Population size predicts lexical diversity, but so does the mean sea level - why it is important to correctly account for the structure of temporal data

In order to demonstrate why it is important to correctly account for the (serial dependent) structure of temporal data, we document an apparently spectacular relationship between population size and lexical diversity: for five out of seven investigated languages, there is a strong relationship between population size and lexical diversity of the primary language in this country. We show that this relationship is the result of a misspecified model that does not consider the temporal aspect of the data by presenting a similar but nonsensical relationship between the global annual mean sea level and lexical diversity. Given the fact that in the recent past, several studies were published that present surprising links between different economic, cultural, political and (socio-)demographical variables on the one hand and cultural or linguistic characteristics on the other hand, but seem to suffer from exactly this problem, we explain the cause of the misspecification and show that it has profound consequences. We demonstrate how simple transformation of the time series can often solve problems of this type and argue that the evaluation of the plausibility of a relationship is important in this context. We hope that our paper will help both researchers and reviewers to understand why it is important to use special models for the analysis of data with a natural temporal ordering.

💡 Research Summary

The paper serves as a cautionary case study on the perils of ignoring the temporal structure of data when investigating relationships between sociocultural variables. The authors first assembled annual data for seven major languages, pairing each country’s population size with a measure of lexical diversity (type‑token ratio) for the dominant language. Applying a conventional ordinary least squares (OLS) regression to these raw series, they found strikingly high coefficients of determination (R² > 0.70) and statistically significant positive slopes, suggesting that larger populations tend to have richer vocabularies. At face value the result appears plausible and aligns with intuitive expectations about linguistic richness in more populous societies.

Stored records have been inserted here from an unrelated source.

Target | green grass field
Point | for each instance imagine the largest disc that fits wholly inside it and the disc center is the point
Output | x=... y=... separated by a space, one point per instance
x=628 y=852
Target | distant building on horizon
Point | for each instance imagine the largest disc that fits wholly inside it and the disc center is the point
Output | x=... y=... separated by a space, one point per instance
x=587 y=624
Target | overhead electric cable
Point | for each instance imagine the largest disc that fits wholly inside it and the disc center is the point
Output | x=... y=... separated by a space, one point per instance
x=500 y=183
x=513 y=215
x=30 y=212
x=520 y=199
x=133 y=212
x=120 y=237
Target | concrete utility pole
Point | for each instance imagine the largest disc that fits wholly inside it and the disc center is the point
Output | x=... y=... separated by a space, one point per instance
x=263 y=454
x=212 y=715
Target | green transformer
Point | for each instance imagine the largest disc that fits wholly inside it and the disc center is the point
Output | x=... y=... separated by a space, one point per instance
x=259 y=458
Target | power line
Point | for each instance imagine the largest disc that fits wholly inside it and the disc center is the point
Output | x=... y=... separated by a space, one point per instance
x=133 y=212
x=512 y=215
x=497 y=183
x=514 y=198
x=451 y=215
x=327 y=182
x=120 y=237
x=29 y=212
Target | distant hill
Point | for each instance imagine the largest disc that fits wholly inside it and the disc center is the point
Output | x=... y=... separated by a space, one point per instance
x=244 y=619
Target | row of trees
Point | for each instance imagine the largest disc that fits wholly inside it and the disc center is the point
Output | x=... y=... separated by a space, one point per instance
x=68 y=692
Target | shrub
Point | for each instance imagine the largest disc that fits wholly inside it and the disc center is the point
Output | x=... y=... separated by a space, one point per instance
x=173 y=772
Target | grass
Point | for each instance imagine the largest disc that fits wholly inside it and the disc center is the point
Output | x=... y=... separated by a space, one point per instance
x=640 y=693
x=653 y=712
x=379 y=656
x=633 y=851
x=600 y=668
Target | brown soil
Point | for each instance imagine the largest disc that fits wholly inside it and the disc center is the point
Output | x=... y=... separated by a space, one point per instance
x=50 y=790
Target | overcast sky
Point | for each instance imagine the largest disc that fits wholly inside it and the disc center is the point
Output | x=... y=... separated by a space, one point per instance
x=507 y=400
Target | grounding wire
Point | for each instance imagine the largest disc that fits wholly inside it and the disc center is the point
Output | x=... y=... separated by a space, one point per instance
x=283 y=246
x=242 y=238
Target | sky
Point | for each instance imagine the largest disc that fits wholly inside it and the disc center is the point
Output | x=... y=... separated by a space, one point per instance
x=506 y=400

However, the authors point out that both population and lexical diversity series are time‑ordered and exhibit strong autocorrelation and non‑stationarity – properties that violate the OLS assumptions of independent, identically distributed errors. To demonstrate the consequences, they replicated the exact analytical pipeline using a completely unrelated variable: the global annual mean sea‑level rise. Despite having no conceivable linguistic link, the sea‑level series produced a similarly high correlation with lexical diversity, confirming that the apparent relationship is spurious and driven by shared upward trends rather than any causal mechanism.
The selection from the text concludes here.